# "Happier New Year" Sales Event



## Jon Shafer (Dec 15, 2001)

New "Sales Support" marketing program rolls out in just a week. Stay tuned to Bimmerfest.com for all of the details coming soon!

:bigpimp:

Btw, you can order your new BMW now and get that part out of the way...


:thumbup:


----------



## Dennisis (Oct 1, 2013)

Big Money! No Whammies.....!


----------



## capt_slow (Sep 3, 2013)

This is technically a double post.

However, a topic this serious, this important, and made by a poster of such high caliber *DESERVES* a double post.
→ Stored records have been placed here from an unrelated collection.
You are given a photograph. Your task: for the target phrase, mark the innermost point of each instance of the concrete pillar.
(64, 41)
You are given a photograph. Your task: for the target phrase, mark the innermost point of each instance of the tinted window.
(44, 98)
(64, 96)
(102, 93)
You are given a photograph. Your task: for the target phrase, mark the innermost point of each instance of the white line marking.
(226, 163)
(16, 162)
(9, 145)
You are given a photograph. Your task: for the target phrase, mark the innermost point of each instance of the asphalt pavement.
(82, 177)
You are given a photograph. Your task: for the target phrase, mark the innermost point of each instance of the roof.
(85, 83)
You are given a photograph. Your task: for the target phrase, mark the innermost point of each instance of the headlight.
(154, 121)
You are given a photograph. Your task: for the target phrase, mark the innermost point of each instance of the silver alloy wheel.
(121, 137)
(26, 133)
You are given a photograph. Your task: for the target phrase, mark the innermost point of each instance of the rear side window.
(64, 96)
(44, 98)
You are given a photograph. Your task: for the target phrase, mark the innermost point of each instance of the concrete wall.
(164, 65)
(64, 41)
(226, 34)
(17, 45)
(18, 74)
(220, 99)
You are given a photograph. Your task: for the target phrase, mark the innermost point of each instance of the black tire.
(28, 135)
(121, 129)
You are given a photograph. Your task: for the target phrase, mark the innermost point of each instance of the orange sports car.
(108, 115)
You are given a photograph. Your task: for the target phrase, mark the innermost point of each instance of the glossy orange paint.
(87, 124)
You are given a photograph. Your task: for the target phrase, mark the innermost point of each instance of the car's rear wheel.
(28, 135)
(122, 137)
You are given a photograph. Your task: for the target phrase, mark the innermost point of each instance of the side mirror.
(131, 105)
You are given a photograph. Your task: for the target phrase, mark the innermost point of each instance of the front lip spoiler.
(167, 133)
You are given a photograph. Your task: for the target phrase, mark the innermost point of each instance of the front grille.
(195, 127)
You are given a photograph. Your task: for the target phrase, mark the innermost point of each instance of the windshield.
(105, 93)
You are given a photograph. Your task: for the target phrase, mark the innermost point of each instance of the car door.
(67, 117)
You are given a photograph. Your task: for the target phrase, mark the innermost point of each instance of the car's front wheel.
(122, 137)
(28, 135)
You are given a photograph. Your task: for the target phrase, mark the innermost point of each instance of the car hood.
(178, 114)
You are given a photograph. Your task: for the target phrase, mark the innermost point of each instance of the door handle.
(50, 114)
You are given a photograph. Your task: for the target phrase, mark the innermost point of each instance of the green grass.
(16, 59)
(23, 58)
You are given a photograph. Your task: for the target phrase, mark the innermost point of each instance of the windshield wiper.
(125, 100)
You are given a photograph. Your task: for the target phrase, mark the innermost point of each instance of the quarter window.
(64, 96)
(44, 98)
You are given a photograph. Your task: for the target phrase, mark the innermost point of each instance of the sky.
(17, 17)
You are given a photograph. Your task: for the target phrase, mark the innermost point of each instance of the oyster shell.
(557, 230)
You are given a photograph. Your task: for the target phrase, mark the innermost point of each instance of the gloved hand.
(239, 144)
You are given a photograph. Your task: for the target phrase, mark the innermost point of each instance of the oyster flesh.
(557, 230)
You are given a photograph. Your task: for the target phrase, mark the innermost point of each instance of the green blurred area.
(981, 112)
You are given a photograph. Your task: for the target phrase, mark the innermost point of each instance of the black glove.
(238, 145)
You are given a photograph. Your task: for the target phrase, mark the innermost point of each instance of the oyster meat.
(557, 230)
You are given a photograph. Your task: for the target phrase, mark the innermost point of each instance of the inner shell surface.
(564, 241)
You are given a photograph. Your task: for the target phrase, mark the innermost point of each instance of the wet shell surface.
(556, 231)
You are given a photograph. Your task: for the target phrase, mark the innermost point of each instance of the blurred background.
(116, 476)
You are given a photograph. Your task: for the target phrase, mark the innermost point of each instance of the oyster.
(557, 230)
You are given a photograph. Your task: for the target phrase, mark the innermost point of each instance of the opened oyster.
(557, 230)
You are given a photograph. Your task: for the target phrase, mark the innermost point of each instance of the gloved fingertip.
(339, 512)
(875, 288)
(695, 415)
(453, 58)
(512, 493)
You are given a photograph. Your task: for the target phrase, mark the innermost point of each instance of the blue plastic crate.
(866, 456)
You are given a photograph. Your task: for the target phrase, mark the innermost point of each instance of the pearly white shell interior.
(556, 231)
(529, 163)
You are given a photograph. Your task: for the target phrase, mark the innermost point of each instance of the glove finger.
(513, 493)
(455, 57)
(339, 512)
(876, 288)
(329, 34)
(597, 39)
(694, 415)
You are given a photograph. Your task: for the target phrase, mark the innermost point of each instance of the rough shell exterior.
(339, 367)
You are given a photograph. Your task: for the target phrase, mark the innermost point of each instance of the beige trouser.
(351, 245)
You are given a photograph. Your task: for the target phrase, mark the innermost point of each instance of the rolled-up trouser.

Brownie points on my MF Jon? :angel:


----------



## flyinghippo (Oct 1, 2013)

I want an M235i !!!!!!!!!!!!!!!


----------



## HPIA4v2 (Mar 30, 2006)

Just hope the rebate will be way bigger than the hype:bigpimp:


----------



## M34Lnch (Sep 4, 2006)

Looking forward to seeing some lease cash on the new 4 series!!


----------



## zoombie99 (Mar 27, 2012)

Wishing the MF would be lower. 


Sent from BimmerApp mobile app


----------



## HPIA4v2 (Mar 30, 2006)

zoombie99 said:


> Wishing the MF would be lower.
> 
> Sent from BimmerApp mobile app


If the dealer doesn't mark up the MF (unlikely unless you are looking at GT or hard to sell BMW), it's 1.25% with 7-MSD. my credit union, best rate for financing is 1.49% assuming you have FICO of 800+

my CA told me he mark up .4% right now on new lease.


----------



## funkadesi (May 6, 2013)

X1 & 1 Series- $500.00 Holiday Cash
3 Series Sedan, 528i & 528i xDrive and X3- $1000.00 Holiday Cash
3 Series Coupe, Convertible, X5 & X6 Models,Z4 & M3 Models- $1500.00 Holiday Cash
535i, 535i xDrive,Active Hybrid 5, 550i, 550i xDrive,M5, and 5 Series GT-$2000.00 Holiday Cash
6 Series Coup, Convertible and Grand Coupe, M6 and all 7 Series models-$3500.00 Holiday Cash

^^ That was from last year. I'm hoping for same if not more. 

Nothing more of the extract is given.